Política

TRE de Alagoas já julgou 34 dos 37 processos de fraude à cota de gênero

Em algumas situações, em três municípios, vereadores perderam os mandatos por conta da prática

Por Emanuelle Vanderlei – colaboradora / Tribuna Independente 13/01/2024 08h37 - Atualizado em 14/01/2024 08h39
TRE de Alagoas já julgou 34 dos 37 processos de fraude à cota de gênero
Tribunal Regional Eleitoral ainda tem três processos para que os desembargadores deliberem sobre as ações que impactam diretamente nos mandatos de vereadores em Alagoas - Foto: TRE

Têm sido cada vez mais comuns em Alagoas as notícias de cassação de mandatos por conta de fraudes eleitorais nas cotas de gênero. Na última semana, quatro vereadores de Coruripe foram substituídos por conta de uma decisão no Tribunal Superior Eleitoral (TSE) nesse sentido. No ano passado, situações similares aconteceram com vereadores nos municípios de Roteiro e São Miguel dos Campos. Todos esses casos são relativos ao último pleito eleitoral, em 2020.

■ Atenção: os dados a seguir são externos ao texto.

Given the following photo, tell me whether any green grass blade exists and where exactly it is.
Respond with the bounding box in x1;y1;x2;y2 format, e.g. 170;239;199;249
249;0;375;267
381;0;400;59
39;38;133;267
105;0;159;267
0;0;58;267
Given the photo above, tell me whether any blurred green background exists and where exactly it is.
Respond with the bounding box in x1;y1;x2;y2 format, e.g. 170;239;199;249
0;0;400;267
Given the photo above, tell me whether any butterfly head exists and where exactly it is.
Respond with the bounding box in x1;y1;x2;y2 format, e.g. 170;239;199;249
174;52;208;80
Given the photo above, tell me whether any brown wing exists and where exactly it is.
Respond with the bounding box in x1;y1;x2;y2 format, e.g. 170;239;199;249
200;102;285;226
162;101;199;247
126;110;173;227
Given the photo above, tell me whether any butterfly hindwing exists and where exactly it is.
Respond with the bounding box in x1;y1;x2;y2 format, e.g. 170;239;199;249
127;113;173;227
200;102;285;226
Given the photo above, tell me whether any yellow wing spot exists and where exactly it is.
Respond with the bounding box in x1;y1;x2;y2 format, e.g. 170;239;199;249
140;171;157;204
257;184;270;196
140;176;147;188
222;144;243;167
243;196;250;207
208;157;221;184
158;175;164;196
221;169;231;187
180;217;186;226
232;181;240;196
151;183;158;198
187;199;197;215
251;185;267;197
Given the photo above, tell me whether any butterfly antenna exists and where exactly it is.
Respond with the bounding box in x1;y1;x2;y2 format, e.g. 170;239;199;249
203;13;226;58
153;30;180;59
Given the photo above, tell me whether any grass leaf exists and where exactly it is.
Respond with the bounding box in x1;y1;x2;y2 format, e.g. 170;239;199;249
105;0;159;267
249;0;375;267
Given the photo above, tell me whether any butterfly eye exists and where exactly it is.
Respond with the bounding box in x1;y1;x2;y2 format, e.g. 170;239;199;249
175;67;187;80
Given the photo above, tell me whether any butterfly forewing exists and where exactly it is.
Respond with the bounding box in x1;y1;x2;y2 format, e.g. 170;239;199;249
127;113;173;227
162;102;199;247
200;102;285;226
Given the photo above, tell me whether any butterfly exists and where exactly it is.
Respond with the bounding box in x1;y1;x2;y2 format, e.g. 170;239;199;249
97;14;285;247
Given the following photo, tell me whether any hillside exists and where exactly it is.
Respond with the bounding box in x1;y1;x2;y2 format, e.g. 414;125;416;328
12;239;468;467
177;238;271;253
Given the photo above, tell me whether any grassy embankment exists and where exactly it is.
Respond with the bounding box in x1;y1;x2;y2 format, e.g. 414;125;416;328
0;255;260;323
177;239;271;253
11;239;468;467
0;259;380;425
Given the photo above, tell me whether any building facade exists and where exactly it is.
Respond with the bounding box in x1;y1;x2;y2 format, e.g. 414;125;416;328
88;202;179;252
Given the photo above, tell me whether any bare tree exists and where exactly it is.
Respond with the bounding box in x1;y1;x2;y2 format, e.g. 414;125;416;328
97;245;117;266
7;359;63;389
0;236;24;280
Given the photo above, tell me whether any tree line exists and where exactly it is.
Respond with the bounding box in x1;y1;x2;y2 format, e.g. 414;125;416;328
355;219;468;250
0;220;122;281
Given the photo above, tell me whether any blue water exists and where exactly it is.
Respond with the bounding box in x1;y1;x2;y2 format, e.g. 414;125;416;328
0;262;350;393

Até hoje, considerando os casos que já tramitaram e os que ainda estão tramitando em 2ª instância no Tribunal Regional de Alagoas (TRE/AL), o número chega a 37. Entre esses, 34 já foram julgados. Alguns casos têm recurso e chegam ao TSE. Atualmente existem 15 processos daqui de Alagoas desse tipo.

O objetivo dessa regra, que está na lei eleitoral desde 2009, é tentar corrigir a distorção que existe em relação à representatividade feminina na política. Com os artifícios utilizados pelos partidos, ao longo dos anos isso não se concretizou, mas recentemente parece estar havendo mais punição.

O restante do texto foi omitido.